Seus esforços não são direcionados para criar grandes produções ou pastiches que possam ser facilmente consumidos, eles se voltam para a exposição da vida cotidiana, para aquela grandiosidade que se disfarça e se esconde nas dobras dos acontecimentos comuns. Talvez o seu maior diferencial seja justamente a ruptura com a visão de que o espectador é alguém que precisa ser educado e instruído, alguém que tem a necessidade de ser guiado pela mão generosa do diretor. “A ideia não é lidar com informação, mas sim com imaginação, com como você pode criar uma forma de arte que não vai explicar nada. O intuito desse cinema-transe, desse cinema híbrido, não é dar algo sobre o qual você possa pensar, mas oferecer oportunidade e espaço para que você possa abrir sua mente. Esse projeto também é sobre reconhecer os limites da humanidade”, pontua.
Nessa estética, o movimento tem papel fundamental. Levando o espectador a caminhar com ele pelos cenários, a experimentar o que está sendo mostrado ali como se a câmera fosse uma extensão de seus corpos. Ao fazer isso, Vincent Moon dá oportunidade para que cada um sinta e tire suas próprias conclusões do que está vendo. “O que procuro é não apenas assistir aos rituais, mas participar deles o máximo possível, estar presente e ao mesmo tempo estar invisível para as pessoas. Entrar em harmonia com o momento é um processo muito excitante pra mim.”
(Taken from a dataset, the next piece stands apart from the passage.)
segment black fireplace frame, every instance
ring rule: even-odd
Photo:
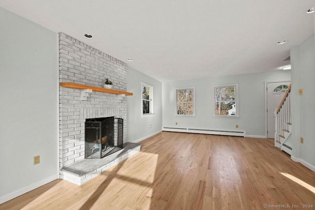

Pensando por esse viés, o que Guy Veloso faz é também uma etnografia experimental, como aponta o próprio: “Não sou um estranho nos lugares onde fotografo. Não uso zoom, fotografo apenas com 35mm e por isso preciso estar muito próximo a eles o tempo todo e mesmo assim eles não notam minha presença. Além do mais, tem algo que ainda não havia contado a ninguém: rezo junto com eles. Participo, mesmo”. Dessa forma o mistério do transe parece unir pessoas aparentemente distantes, sem fortes ligações umas com as outras a não ser o interesse naquilo que está além do que se pode compreender.
Com previsão de lançamento para o ano que vem, Híbridos se desdobrará em exposições, livro e filmes (sim, no plural), além de um longa que será exibido em festivais pelo mundo, como explica o dedicado e incansável diretor: “Vamos criar websites nos quais disponibilizaremos as gravações, fazer um filme curto para cada ritual filmado, o que vai dar cerca de 60 ou 70 filmes, e vamos lançar também CDs, vinis, livros e assim por diante. Acredito que Híbridos não é apenas sobre espiritualidade e cinema, mas sobre o tipo de cinema que podemos fazer nos dias de hoje. É um momento muito excitante para a criação em termos de explorar diferentes formatos”. Quando questionado sobre a importância de sua permanência por tanto tempo em um país, coisa inédita até então, o nômade de personalidade tímida revela: “Fazer esse filme tem sido uma experiência muito pessoal, muito íntima. Não sei quais serão os resultados, mas posso dizer que esse projeto mudou a minha vida”. Ninguém sabe qual será a próxima parada, o próximo voo e o próximo pouso, mas o convite para embarcar nessas viagens visuais e sonoras está sempre aberto.